Torben Liebrecht plays the character of Ivan Carrera, and to say that he IS Carrera is an understatement. Liebrecht plays him with an almost terrifying sense of both obsession and duty, and while he’s not above breaking rules to serve his needs, he has no problem telling someone they are in the wrong and will try intimidation to get what he wants. Given Liebrecht’s physical presence that is not a problem for him. He also delivers a believability to the character when you see loyalties shift throughout the story. To make a character unlikeable one minute and sympathetic the next can be quite the challenge. Liebrecht makes it look easy.
We also have Renée Elise Goldsberry as Falconer, but as of now, she is something of a cipher. We aren’t meant to know much about her at this stage of the story, and all we have to work with are flashbacks when we see what kind of person she used to be. Goldsberry plays Falconer differently now, flipping back and forth from a confused romantic interest for Kovacs to a highly trained assassin with a very interesting ability. Lastly, we have Poe. Played by Chris Conner, Poe arguably became the breakout character from the first season of this series, and it looked like Poe was meeting an unpleasant ending before the first season was over. Now he’s back, but to keep the character interesting Conner now plays him as damaged. This puts Poe in an unpleasant position of having to reboot himself, but the fear he deals with is how will such a process affect him? Will he remember any portion of his “life” while he was serving Kovacs? Will any of his character growth get lost after this type of reset? Conner plays Poe with just the right amount of strength to continually make him interesting but without going overboard or too far with the performance.

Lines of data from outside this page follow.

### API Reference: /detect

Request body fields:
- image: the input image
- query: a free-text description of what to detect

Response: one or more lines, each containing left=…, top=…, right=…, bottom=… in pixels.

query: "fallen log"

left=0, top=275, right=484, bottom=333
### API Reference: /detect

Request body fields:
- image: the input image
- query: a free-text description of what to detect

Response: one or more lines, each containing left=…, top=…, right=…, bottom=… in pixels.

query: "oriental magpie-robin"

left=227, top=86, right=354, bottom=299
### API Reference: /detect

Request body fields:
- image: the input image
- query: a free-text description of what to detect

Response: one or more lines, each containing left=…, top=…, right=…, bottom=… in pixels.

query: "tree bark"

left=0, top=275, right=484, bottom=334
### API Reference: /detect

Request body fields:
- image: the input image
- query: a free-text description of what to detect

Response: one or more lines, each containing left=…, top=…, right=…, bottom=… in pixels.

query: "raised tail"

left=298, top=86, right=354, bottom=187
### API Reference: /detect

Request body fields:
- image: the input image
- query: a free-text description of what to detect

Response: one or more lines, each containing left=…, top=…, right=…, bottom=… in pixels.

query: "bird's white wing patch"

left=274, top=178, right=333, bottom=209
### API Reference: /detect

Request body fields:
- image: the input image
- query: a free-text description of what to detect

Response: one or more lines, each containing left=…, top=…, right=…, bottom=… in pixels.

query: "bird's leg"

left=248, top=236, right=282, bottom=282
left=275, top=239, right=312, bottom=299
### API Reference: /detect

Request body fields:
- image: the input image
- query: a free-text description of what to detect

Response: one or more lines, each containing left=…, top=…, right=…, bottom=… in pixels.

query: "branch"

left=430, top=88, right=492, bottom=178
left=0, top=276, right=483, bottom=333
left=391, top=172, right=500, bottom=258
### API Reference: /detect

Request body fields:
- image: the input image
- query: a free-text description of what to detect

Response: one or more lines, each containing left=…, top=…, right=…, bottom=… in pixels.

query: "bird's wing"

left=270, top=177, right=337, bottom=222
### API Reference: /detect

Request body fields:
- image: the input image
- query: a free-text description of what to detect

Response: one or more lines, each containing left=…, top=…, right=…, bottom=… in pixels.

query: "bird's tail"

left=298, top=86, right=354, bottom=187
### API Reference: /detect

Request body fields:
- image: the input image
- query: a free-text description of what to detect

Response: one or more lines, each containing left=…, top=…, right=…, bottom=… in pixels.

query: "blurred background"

Based on the 2002 novel of the same name by Richard K. Morgan, there is some question as to how close to the source will this show follow. I haven’t read the book so I’m in the dark regarding this, but creator Laeta Kalogridis has done an amazing job at giving viewers a dystopian future that is bright, colorful, and bleak at the same time. It also does a wonderful job of looking at the dangers of human immortality through the process of re-sleeving. Science fiction can be at its best when it tackles complex issues and questions, and after three episodes of its second season, Altered Carbon continues to do that.